The site extends to some 12.43 hectares (30.7 acres) and is located to the south of the existing settlement.
This is a proposed residential development of up to a maximum of 189 dwellings, Local centre (Class A1 to A5 inclusive and D1) with maximum floor area of 1800sqm Gross Internal Area (GIA), Employment development (B1b, B1c, B2 and B8) with a maximum floor area of 3,700sqm GIA, Primary School, Public Open Space including new village green, children’s play area and allotments, Green infrastructure including ecological area, New vehicle and pedestrian site access points.
The application includes the implementation of a new section of highway and footway connecting Peter Destapleigh Way to the northern boundary of the site. The additional access has been designed so that it links into the former Stapeley Water Gardens site, thus providing an access for the western part of that site onto Peter Detapleigh Way. It therefore not only gives an alternative access option but it also provides the opportunity to connect the former Stapeley Water Gardens land directly to Peter Destapleigh Way.

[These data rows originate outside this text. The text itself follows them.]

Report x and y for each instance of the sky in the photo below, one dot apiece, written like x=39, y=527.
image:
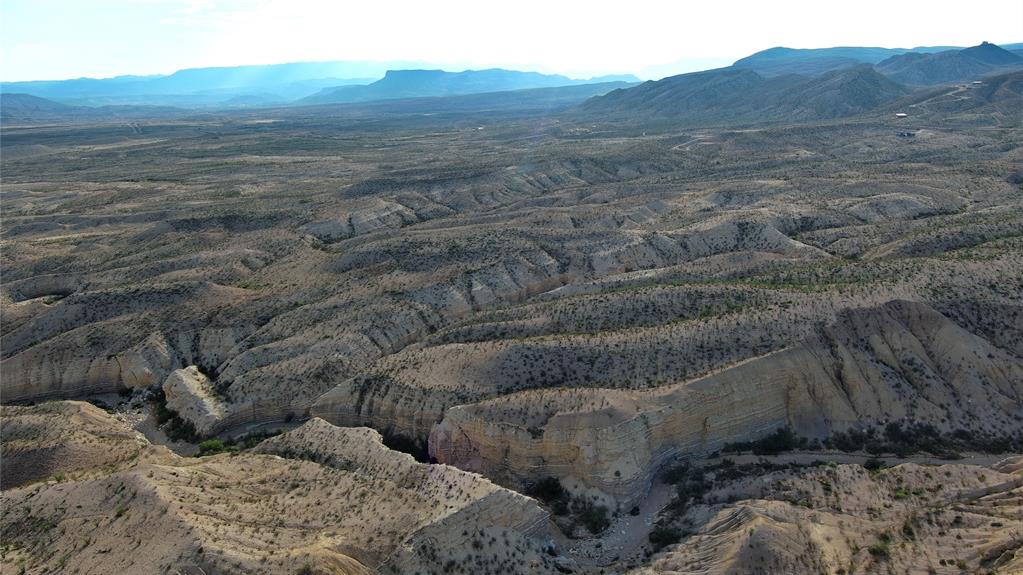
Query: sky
x=60, y=39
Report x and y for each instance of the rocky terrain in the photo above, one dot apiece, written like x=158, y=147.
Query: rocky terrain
x=549, y=309
x=321, y=498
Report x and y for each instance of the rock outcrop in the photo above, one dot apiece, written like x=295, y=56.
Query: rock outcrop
x=899, y=360
x=189, y=394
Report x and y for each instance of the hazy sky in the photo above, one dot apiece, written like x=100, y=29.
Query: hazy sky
x=58, y=39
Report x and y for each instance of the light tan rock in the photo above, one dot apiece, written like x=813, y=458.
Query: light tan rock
x=190, y=395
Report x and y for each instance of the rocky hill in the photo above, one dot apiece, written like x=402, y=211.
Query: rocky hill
x=950, y=65
x=743, y=95
x=400, y=84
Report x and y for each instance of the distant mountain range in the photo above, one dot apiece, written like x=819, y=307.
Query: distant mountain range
x=779, y=84
x=25, y=107
x=210, y=86
x=432, y=83
x=764, y=87
x=781, y=60
x=949, y=65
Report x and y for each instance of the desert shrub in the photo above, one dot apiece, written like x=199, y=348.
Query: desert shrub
x=874, y=463
x=663, y=536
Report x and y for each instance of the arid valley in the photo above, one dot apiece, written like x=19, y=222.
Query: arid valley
x=732, y=321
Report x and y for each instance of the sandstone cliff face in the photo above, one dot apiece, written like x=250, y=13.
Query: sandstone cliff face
x=907, y=519
x=190, y=395
x=67, y=439
x=336, y=499
x=901, y=359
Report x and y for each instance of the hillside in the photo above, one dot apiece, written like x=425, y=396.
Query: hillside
x=742, y=95
x=208, y=86
x=950, y=65
x=18, y=108
x=810, y=61
x=432, y=83
x=722, y=322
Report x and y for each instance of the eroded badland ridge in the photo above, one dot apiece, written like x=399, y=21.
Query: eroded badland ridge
x=672, y=329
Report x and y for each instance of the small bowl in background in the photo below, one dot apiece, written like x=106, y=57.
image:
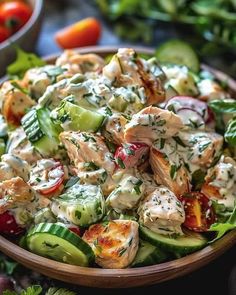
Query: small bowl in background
x=25, y=38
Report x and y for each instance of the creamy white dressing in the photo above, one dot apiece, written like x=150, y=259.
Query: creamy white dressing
x=162, y=212
x=127, y=194
x=181, y=80
x=13, y=166
x=225, y=178
x=45, y=174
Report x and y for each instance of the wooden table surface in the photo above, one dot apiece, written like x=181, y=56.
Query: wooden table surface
x=220, y=275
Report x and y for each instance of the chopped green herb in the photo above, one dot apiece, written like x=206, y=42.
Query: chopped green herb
x=22, y=89
x=202, y=147
x=73, y=180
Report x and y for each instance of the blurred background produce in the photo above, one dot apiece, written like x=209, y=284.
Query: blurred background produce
x=207, y=25
x=13, y=16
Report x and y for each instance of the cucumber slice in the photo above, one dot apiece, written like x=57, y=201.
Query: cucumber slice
x=41, y=131
x=74, y=117
x=44, y=215
x=59, y=243
x=80, y=204
x=178, y=52
x=179, y=246
x=148, y=255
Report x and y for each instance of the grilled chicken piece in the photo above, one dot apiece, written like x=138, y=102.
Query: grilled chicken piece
x=14, y=191
x=126, y=69
x=12, y=166
x=152, y=123
x=38, y=79
x=115, y=244
x=162, y=212
x=220, y=182
x=75, y=63
x=20, y=146
x=114, y=128
x=85, y=147
x=210, y=90
x=127, y=194
x=14, y=103
x=164, y=173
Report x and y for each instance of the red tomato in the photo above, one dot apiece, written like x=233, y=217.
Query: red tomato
x=82, y=33
x=47, y=180
x=131, y=154
x=15, y=14
x=199, y=213
x=8, y=224
x=4, y=33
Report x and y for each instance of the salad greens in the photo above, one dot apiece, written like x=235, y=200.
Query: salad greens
x=226, y=106
x=222, y=228
x=213, y=20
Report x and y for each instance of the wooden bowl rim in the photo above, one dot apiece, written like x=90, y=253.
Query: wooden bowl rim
x=179, y=266
x=37, y=10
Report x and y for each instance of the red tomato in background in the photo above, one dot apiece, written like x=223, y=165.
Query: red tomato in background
x=15, y=14
x=199, y=213
x=8, y=224
x=4, y=33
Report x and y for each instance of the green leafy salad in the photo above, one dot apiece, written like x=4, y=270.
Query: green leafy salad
x=114, y=164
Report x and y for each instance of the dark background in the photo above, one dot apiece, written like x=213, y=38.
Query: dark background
x=219, y=277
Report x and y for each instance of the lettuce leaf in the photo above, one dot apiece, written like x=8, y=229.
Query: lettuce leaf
x=223, y=105
x=222, y=228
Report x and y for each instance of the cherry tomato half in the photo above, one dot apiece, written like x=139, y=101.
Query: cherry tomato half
x=4, y=33
x=82, y=33
x=199, y=213
x=15, y=14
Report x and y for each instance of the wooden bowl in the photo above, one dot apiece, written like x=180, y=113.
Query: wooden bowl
x=130, y=277
x=25, y=38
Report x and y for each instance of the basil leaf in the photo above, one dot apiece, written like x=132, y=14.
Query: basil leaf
x=24, y=61
x=222, y=228
x=230, y=134
x=223, y=105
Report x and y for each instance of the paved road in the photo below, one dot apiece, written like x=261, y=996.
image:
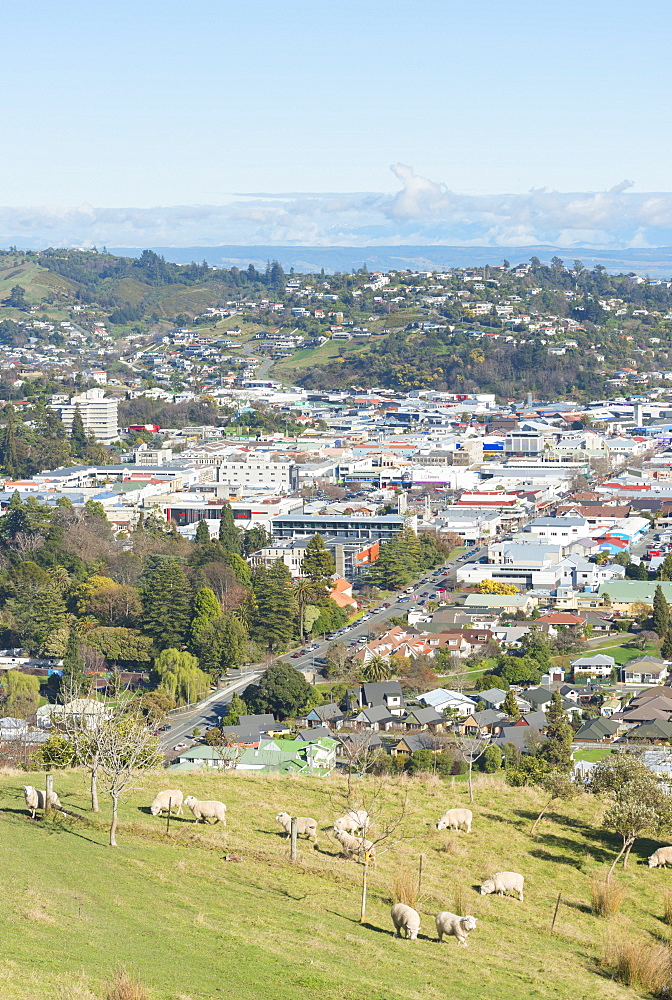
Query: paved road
x=424, y=589
x=206, y=713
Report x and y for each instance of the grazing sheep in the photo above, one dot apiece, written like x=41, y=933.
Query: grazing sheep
x=172, y=797
x=35, y=799
x=355, y=846
x=456, y=819
x=305, y=825
x=353, y=821
x=449, y=923
x=661, y=858
x=207, y=810
x=407, y=919
x=503, y=882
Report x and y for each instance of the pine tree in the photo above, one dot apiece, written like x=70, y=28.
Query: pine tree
x=557, y=751
x=318, y=563
x=202, y=533
x=77, y=432
x=665, y=568
x=510, y=705
x=166, y=597
x=10, y=458
x=661, y=612
x=207, y=610
x=666, y=645
x=273, y=621
x=230, y=536
x=74, y=681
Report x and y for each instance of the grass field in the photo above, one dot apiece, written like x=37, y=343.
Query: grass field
x=196, y=927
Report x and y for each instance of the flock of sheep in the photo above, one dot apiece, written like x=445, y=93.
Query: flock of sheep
x=350, y=831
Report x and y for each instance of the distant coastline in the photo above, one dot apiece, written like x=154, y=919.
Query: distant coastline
x=656, y=261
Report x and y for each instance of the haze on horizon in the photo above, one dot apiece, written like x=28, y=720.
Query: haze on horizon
x=111, y=112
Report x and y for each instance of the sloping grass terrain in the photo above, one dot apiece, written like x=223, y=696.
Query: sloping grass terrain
x=196, y=927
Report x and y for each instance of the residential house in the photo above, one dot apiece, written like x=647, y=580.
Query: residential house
x=598, y=730
x=599, y=666
x=644, y=670
x=443, y=700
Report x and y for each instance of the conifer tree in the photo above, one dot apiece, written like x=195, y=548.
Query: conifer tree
x=661, y=612
x=230, y=536
x=166, y=598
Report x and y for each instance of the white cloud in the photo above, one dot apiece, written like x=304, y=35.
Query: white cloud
x=423, y=211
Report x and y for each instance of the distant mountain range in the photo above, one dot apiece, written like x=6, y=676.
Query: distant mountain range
x=655, y=262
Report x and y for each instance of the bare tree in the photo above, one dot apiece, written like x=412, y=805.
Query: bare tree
x=126, y=749
x=471, y=748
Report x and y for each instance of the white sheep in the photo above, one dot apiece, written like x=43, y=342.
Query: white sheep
x=407, y=919
x=35, y=799
x=353, y=821
x=661, y=858
x=171, y=797
x=207, y=810
x=355, y=846
x=502, y=882
x=449, y=923
x=306, y=826
x=456, y=819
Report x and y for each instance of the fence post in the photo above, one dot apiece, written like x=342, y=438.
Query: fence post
x=292, y=835
x=48, y=793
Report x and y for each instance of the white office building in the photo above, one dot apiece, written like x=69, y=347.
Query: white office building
x=99, y=414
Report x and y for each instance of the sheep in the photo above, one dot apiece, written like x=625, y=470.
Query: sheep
x=353, y=821
x=503, y=882
x=207, y=810
x=352, y=846
x=449, y=923
x=661, y=858
x=35, y=799
x=407, y=919
x=171, y=797
x=306, y=826
x=455, y=819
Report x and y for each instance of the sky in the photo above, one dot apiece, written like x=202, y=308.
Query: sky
x=208, y=122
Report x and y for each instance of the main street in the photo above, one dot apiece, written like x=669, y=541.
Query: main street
x=208, y=712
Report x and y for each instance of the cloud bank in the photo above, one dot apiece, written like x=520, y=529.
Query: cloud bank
x=421, y=212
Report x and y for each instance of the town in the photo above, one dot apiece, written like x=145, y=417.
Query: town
x=341, y=618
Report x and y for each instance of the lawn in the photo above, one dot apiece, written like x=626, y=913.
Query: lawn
x=592, y=754
x=196, y=927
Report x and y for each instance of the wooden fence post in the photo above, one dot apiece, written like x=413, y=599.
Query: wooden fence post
x=292, y=836
x=48, y=793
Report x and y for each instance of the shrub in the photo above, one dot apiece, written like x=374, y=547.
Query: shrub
x=606, y=897
x=126, y=987
x=405, y=887
x=460, y=902
x=641, y=965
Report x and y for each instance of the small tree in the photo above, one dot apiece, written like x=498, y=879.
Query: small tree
x=510, y=705
x=126, y=749
x=558, y=785
x=660, y=619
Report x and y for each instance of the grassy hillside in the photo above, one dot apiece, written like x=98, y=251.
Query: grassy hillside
x=196, y=927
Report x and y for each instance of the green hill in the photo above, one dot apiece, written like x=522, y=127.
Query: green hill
x=196, y=927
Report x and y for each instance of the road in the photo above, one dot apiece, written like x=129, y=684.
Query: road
x=205, y=714
x=425, y=589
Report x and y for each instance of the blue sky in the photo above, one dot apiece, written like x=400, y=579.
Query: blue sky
x=164, y=104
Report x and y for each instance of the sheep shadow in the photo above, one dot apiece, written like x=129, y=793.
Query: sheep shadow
x=560, y=859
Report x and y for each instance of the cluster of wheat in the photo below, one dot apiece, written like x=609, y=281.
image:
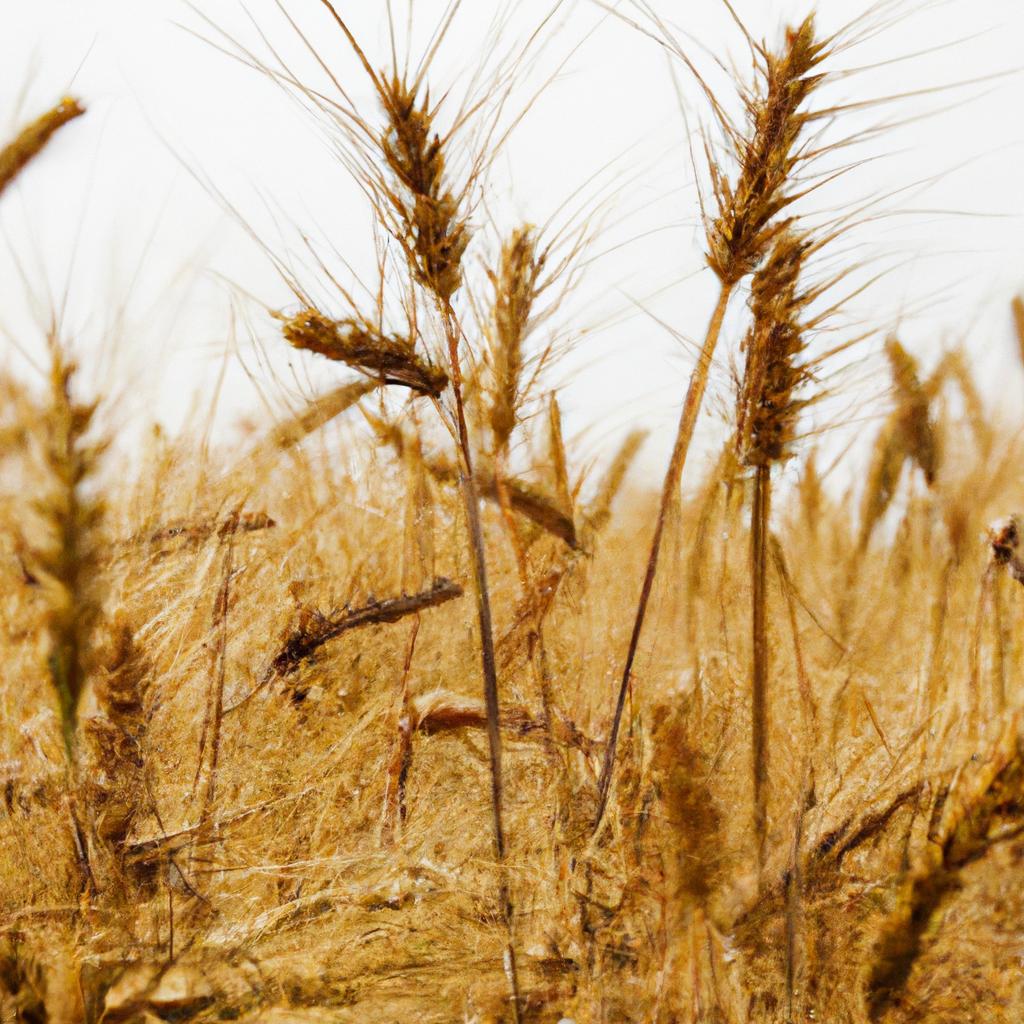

The first public consultation was held. Following the feedback and suggestions put forward by the public, Muller made a number of significant alterations to their original plans, including provision of a new ‘Village Centre’, a primary school site, more play areas, sports, communal and recreational areas, providing a further 800sq.m of employment space suitable for independently owned/small/light business use limiting the height of properties to no more than two storey’s, and inclusion of allotment in phase 1.
During July 2012 Muller undertook a comprehensive programme of public consultation and this was followed during 2012 and 2013 with revised applications including two appeals which were subsequently dismissed in 2015.
In 2015 Muller submitted a High Court Challenge on the basis that they Secretary of State’s decision was unlawful. A consent order was then issued, quashing the Secretary of State’s decisions and following a number of delays, the Secretary of State dismissed both appeals again.
Muller went on to submit their second High Court Challenge in 2016. Permission to challenge was refused but subsequently granted.
In March 2017, the Secretary of State’s decision to refuse plans submitted by Muller for 189 homes in Nantwich was quashed for the second time and a Consent Order was issued. 60% of Muller’s costs were ordered to be paid.
Muller then received notification, in August 2017, that the Secretary of State wanted to re-open the inquiry and in February 2018 it went back to enquiry.
Muller is currently awaiting the inspector’s recommendations to the Secretary of State. The council are stating that they have already got their five year supply; Muller is disputing that.